The plans of transit agencies, cities and regional planning organizations all emphasize the role of transit in serving the economically disadvantaged population. To address mobility needs the Puget Sound region now spends in excess of $3 billion per year on transit, which is one of the highest per-capita transit subsidies in the United States.
So why do only a small percentage of low income workers commute by transit? A comparison of travel times shows that for a thirty-minute commute nearly half the jobs in the Puget Sound region are accessible by car, but less than two percent can be reached by transit within that time. If we expand the commute travel time to forty minutes the percentage of jobs accessible by car increases to over 70%, but the percentage for transit increases only slightly to just under 4%. In other words, the mobility advantage of the automobile is so great it should come as no surprise it is the preferred mode regardless of income. Income levels vary greatly across the socio-economic spectrum, but everybody is allocated the same twenty-four hours per day, no more, no less, regardless of income or anything else. If a policy goal of transportation is to provide equitable access, especially for lower income citizens, then heavily subsidizing a mode that isn’t time-competitive for connecting people with jobs isn’t an effective way to address the problem.

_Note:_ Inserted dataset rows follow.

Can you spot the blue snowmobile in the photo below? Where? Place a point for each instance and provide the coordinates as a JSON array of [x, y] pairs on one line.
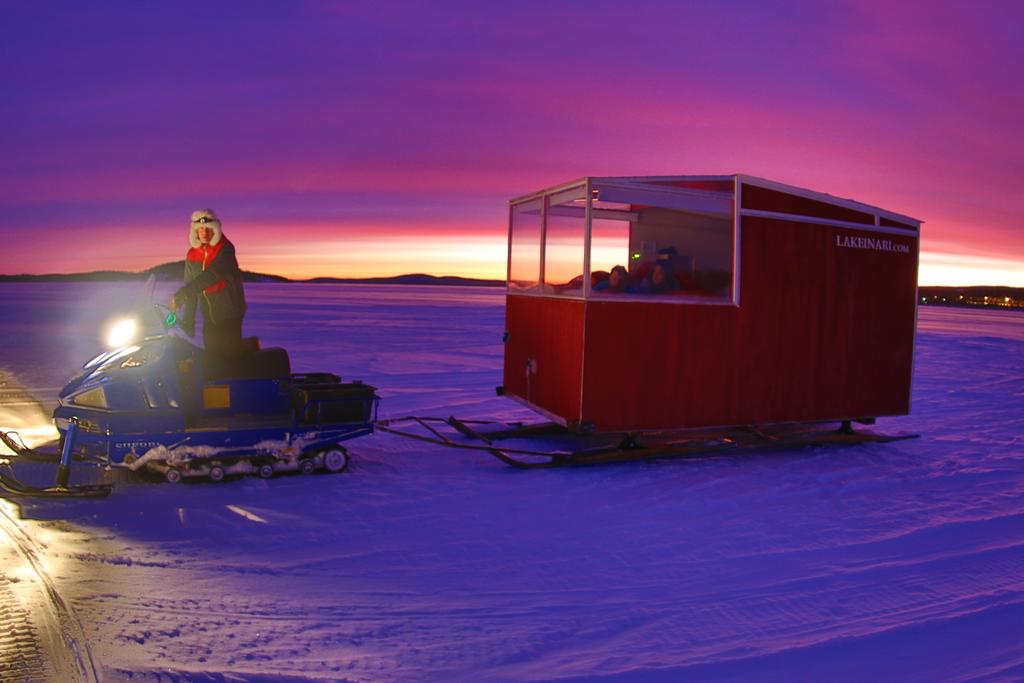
[[157, 401]]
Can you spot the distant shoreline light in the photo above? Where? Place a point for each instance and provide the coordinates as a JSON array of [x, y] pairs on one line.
[[939, 269]]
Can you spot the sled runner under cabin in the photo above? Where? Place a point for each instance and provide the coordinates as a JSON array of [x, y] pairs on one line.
[[670, 302]]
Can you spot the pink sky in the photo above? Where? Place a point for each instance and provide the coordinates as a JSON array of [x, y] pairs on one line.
[[343, 141]]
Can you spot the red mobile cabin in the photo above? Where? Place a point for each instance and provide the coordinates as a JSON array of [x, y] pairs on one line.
[[735, 301]]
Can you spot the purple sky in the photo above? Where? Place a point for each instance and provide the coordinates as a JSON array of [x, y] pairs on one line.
[[347, 139]]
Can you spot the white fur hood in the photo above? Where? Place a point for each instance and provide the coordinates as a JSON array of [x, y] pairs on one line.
[[208, 218]]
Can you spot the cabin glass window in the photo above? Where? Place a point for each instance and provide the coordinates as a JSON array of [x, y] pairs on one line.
[[609, 247], [563, 243], [524, 257], [666, 244]]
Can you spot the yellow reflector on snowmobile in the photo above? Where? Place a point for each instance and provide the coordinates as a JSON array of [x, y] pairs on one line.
[[217, 396]]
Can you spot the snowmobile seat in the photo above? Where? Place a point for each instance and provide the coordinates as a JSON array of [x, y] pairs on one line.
[[266, 364]]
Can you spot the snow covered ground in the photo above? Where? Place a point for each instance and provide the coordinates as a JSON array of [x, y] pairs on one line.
[[900, 561]]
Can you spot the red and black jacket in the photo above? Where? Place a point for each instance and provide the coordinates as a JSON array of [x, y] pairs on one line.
[[213, 279]]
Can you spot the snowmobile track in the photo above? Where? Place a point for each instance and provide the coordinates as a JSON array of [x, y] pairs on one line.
[[69, 651]]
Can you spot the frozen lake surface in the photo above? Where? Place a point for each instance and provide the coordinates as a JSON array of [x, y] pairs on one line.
[[900, 561]]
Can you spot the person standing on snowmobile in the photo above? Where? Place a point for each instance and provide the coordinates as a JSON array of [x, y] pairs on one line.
[[213, 281]]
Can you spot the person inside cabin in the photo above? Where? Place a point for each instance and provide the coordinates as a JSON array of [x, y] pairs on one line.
[[212, 283], [662, 280], [617, 282]]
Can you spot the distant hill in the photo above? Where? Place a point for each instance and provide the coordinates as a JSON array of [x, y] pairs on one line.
[[173, 271]]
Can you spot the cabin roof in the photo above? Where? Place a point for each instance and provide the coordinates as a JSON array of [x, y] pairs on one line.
[[745, 179]]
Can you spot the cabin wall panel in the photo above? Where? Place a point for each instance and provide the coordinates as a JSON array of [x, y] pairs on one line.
[[549, 332]]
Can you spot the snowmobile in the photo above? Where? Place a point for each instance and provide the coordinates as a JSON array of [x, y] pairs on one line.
[[156, 401]]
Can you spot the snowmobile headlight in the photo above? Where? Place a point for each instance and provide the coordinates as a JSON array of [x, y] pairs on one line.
[[122, 333], [91, 398]]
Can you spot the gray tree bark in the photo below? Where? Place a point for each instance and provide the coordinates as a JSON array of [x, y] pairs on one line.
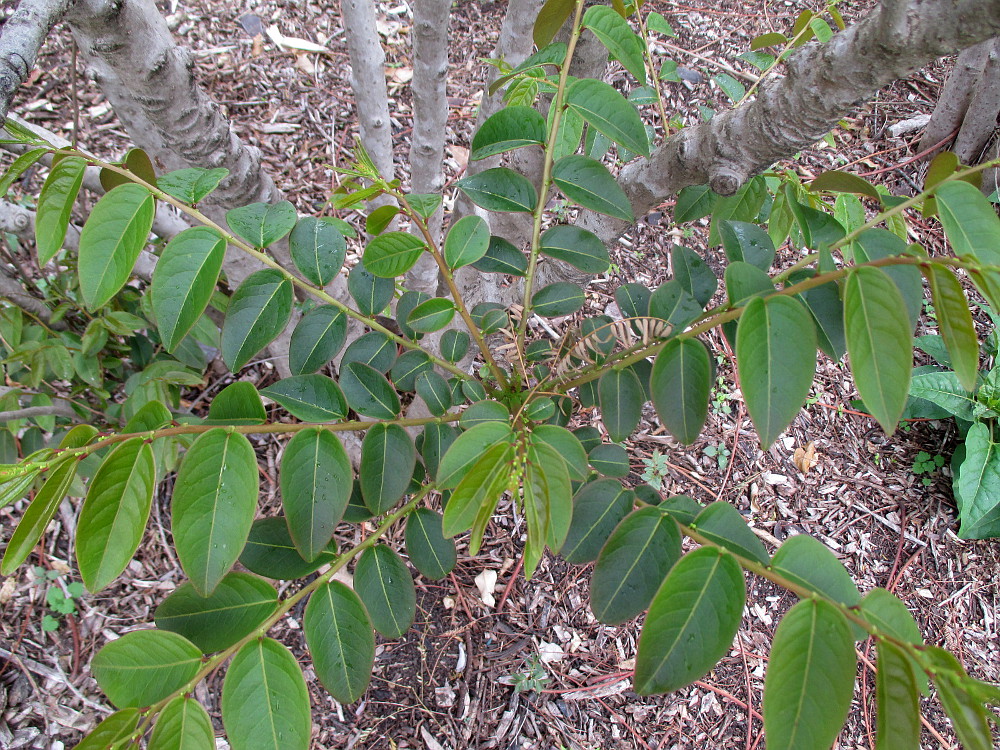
[[22, 37], [430, 121]]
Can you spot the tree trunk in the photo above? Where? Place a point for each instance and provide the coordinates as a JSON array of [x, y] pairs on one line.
[[22, 37], [430, 121]]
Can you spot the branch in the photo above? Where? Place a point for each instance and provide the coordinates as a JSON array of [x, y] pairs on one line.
[[23, 34], [824, 82]]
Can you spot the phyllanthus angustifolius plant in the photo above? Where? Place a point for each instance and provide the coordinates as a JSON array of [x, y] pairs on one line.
[[444, 446]]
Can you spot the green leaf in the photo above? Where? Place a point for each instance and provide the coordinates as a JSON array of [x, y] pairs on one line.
[[500, 189], [265, 703], [470, 446], [955, 322], [680, 384], [387, 460], [454, 344], [609, 112], [598, 508], [111, 241], [37, 515], [183, 724], [311, 398], [316, 482], [578, 247], [943, 389], [621, 397], [237, 403], [368, 392], [695, 202], [340, 639], [693, 274], [722, 524], [215, 496], [977, 487], [258, 311], [467, 240], [810, 678], [550, 19], [184, 280], [481, 487], [191, 185], [559, 298], [431, 315], [879, 343], [502, 257], [589, 183], [237, 607], [55, 205], [809, 563], [510, 128], [875, 244], [428, 550], [632, 565], [615, 34], [692, 621], [318, 249], [113, 732], [371, 293], [393, 254], [270, 552], [897, 700], [262, 224], [836, 181], [385, 585], [145, 666], [776, 358], [747, 242], [970, 222], [114, 515]]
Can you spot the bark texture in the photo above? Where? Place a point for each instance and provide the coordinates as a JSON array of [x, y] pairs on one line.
[[368, 81], [22, 37], [430, 121], [823, 82]]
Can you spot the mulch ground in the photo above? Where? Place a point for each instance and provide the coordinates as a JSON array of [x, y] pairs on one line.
[[530, 667]]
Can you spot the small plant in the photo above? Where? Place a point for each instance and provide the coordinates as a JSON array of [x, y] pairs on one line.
[[656, 470], [925, 464], [719, 452], [531, 679], [59, 596]]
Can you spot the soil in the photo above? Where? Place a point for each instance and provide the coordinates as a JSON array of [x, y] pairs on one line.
[[535, 669]]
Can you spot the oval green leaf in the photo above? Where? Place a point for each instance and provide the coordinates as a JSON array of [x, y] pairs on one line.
[[316, 482], [692, 621], [387, 460], [632, 565], [111, 241], [879, 343], [385, 585], [265, 703], [114, 515], [776, 358], [239, 604], [340, 638], [214, 500], [258, 311], [145, 666], [679, 385], [183, 282]]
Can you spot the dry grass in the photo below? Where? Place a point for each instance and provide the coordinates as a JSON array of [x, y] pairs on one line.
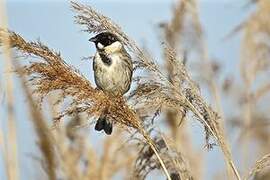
[[66, 152]]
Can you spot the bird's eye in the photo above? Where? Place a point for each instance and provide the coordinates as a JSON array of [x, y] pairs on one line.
[[100, 46]]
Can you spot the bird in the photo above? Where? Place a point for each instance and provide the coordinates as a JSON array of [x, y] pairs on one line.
[[113, 69]]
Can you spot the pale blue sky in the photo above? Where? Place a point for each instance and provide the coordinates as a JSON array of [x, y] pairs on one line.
[[53, 23]]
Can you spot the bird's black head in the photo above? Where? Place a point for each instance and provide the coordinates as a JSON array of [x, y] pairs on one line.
[[104, 38]]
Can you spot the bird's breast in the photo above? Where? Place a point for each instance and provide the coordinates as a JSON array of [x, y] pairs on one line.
[[114, 78]]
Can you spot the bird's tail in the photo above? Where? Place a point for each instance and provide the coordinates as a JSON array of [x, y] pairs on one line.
[[103, 123]]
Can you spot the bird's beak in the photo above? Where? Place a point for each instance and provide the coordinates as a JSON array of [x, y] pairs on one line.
[[93, 39]]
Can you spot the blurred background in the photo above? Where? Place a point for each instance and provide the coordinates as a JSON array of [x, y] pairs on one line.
[[225, 55]]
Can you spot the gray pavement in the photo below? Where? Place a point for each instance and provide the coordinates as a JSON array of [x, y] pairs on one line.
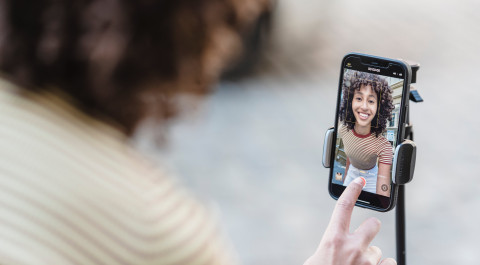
[[253, 148]]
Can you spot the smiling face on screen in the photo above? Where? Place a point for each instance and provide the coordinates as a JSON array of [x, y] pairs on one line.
[[364, 106]]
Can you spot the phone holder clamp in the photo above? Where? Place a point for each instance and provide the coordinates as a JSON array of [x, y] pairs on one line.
[[402, 170]]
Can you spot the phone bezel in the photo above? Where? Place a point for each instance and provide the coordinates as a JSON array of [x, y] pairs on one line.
[[367, 199]]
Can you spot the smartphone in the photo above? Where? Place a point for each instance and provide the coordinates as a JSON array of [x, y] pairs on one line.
[[372, 104]]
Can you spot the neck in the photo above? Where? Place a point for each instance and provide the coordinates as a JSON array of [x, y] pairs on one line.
[[363, 130]]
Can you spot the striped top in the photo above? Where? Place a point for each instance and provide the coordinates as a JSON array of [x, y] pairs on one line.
[[364, 150], [73, 191]]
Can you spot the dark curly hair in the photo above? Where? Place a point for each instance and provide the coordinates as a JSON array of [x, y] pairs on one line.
[[121, 60], [352, 81]]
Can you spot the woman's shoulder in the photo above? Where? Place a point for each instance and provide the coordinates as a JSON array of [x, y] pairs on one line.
[[384, 143]]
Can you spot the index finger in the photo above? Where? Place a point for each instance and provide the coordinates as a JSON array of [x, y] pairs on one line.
[[343, 209]]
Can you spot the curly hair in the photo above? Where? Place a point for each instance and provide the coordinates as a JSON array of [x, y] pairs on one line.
[[352, 81], [121, 60]]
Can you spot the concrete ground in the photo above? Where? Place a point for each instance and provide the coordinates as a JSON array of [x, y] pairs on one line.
[[254, 147]]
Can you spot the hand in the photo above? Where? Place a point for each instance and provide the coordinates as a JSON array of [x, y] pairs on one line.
[[338, 245]]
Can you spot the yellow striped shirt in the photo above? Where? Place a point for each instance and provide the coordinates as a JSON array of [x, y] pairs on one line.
[[73, 191]]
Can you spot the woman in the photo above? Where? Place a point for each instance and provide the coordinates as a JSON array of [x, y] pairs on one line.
[[366, 108]]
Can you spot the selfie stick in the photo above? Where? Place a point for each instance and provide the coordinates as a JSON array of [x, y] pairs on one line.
[[409, 158], [403, 167]]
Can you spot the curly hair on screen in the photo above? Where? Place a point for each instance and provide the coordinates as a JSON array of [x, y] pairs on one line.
[[352, 81], [121, 60]]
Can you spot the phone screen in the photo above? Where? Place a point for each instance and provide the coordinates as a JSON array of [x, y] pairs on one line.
[[369, 125]]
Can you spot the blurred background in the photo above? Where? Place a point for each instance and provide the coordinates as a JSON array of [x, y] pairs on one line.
[[253, 148]]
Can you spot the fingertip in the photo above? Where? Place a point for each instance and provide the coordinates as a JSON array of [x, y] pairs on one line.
[[388, 261], [360, 181]]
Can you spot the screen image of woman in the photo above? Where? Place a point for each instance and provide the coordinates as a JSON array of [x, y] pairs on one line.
[[365, 109]]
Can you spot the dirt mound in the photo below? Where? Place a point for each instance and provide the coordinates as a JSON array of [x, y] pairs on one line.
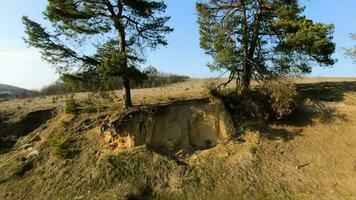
[[168, 129]]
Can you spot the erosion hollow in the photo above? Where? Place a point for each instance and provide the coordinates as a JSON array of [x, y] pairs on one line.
[[171, 128]]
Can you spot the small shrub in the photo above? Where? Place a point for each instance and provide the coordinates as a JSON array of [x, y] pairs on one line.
[[57, 145], [280, 95], [72, 106]]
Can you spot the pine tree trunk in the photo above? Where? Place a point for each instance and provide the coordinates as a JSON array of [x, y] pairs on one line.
[[246, 78], [126, 80], [127, 93]]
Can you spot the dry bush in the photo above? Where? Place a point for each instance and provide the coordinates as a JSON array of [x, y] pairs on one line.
[[280, 95]]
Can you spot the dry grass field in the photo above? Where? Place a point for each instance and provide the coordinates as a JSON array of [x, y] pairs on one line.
[[310, 155]]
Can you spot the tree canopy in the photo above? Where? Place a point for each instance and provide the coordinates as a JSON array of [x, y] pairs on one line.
[[96, 40], [351, 52], [262, 38]]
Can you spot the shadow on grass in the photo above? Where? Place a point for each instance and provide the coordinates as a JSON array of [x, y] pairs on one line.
[[326, 91], [10, 132], [279, 133]]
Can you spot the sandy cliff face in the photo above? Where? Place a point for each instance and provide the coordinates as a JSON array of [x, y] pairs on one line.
[[187, 126]]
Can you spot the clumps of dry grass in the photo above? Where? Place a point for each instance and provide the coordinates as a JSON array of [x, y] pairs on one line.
[[89, 105], [280, 95]]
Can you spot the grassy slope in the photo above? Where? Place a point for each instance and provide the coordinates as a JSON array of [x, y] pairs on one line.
[[310, 156]]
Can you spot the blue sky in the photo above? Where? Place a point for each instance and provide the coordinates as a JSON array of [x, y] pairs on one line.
[[23, 67]]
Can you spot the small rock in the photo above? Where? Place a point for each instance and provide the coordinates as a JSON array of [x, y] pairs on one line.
[[79, 197]]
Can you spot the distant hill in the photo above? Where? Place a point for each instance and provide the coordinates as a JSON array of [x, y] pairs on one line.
[[9, 92]]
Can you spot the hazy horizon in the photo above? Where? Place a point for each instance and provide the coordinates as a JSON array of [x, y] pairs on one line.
[[23, 67]]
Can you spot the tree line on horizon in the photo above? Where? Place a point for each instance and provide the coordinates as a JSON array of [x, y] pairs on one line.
[[250, 39], [154, 78]]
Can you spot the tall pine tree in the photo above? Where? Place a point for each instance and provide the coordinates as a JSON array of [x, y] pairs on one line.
[[262, 38], [99, 39]]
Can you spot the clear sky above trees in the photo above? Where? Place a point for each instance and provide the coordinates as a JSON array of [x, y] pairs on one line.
[[23, 67]]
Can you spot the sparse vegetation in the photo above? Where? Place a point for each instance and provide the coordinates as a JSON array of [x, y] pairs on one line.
[[281, 96], [72, 105], [57, 144]]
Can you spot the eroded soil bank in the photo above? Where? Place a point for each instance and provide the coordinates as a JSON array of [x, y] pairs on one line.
[[170, 128]]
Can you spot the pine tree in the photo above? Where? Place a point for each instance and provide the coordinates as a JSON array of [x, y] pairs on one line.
[[351, 52], [96, 40], [262, 38]]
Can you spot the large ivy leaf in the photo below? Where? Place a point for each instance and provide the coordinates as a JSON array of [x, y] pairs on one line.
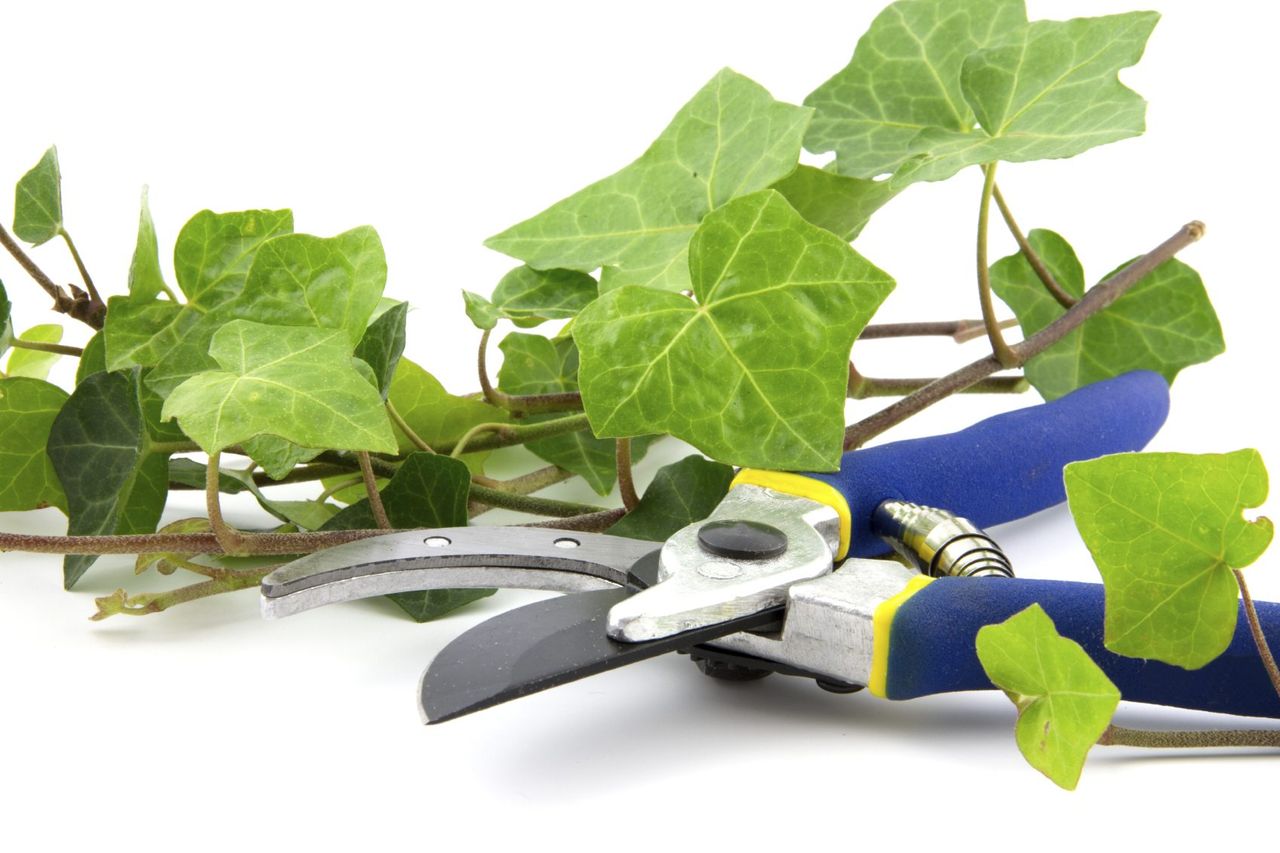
[[1048, 91], [146, 281], [536, 365], [680, 493], [383, 345], [104, 457], [754, 372], [292, 382], [27, 477], [295, 279], [730, 140], [36, 364], [1166, 530], [840, 204], [936, 86], [528, 297], [428, 491], [211, 259], [435, 415], [37, 210], [1064, 701], [904, 77], [1164, 323]]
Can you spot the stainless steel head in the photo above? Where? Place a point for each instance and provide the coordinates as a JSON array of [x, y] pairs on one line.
[[475, 557]]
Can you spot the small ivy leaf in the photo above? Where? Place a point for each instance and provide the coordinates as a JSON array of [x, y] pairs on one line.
[[277, 456], [292, 382], [37, 210], [1164, 323], [1166, 530], [27, 477], [295, 279], [211, 259], [754, 372], [35, 364], [904, 77], [680, 493], [730, 140], [94, 359], [435, 415], [536, 365], [840, 204], [428, 491], [101, 452], [1064, 699], [146, 281], [529, 297], [383, 345]]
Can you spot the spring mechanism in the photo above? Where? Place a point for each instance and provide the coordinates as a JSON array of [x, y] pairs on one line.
[[938, 542]]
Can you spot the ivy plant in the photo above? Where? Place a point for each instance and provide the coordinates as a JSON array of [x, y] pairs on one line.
[[708, 291]]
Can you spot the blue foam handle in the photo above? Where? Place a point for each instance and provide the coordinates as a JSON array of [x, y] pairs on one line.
[[933, 632], [1006, 466]]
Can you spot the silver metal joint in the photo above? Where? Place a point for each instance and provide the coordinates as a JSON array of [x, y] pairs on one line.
[[938, 542]]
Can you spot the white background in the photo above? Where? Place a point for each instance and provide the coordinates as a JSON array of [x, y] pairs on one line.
[[206, 728]]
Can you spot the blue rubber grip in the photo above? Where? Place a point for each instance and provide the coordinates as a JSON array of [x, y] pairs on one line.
[[1006, 466], [932, 646]]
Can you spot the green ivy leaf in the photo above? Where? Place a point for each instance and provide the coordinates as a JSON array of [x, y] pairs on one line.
[[277, 456], [146, 281], [27, 477], [293, 382], [295, 279], [730, 140], [1064, 701], [1164, 323], [383, 345], [529, 297], [536, 365], [103, 455], [5, 325], [840, 204], [1047, 91], [929, 71], [680, 493], [37, 210], [428, 491], [904, 77], [434, 414], [211, 260], [1166, 530], [755, 370], [36, 364]]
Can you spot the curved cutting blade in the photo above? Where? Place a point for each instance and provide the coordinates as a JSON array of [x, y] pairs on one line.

Obviously, there is a segment of the population that doesn’t have access to an automobile and there is a case to be made for providing public transportation for those individuals. The challenge for planners and policy makers is to devise a system that accomplishes that at reasonable cost. The Puget Sound region’s very high-cost transit plans combined with the regressive taxes that fund those plans have become the source of inequity rather than the solution.
Sound Transit's "enterprise initiative" to bring the cost of the ST3 plan within the $150 billion budget is an opportunity to correct some of the current inequity, but so far that effort has focused on building high-cost and low ridership light rail extensions that will worsen equity outcomes.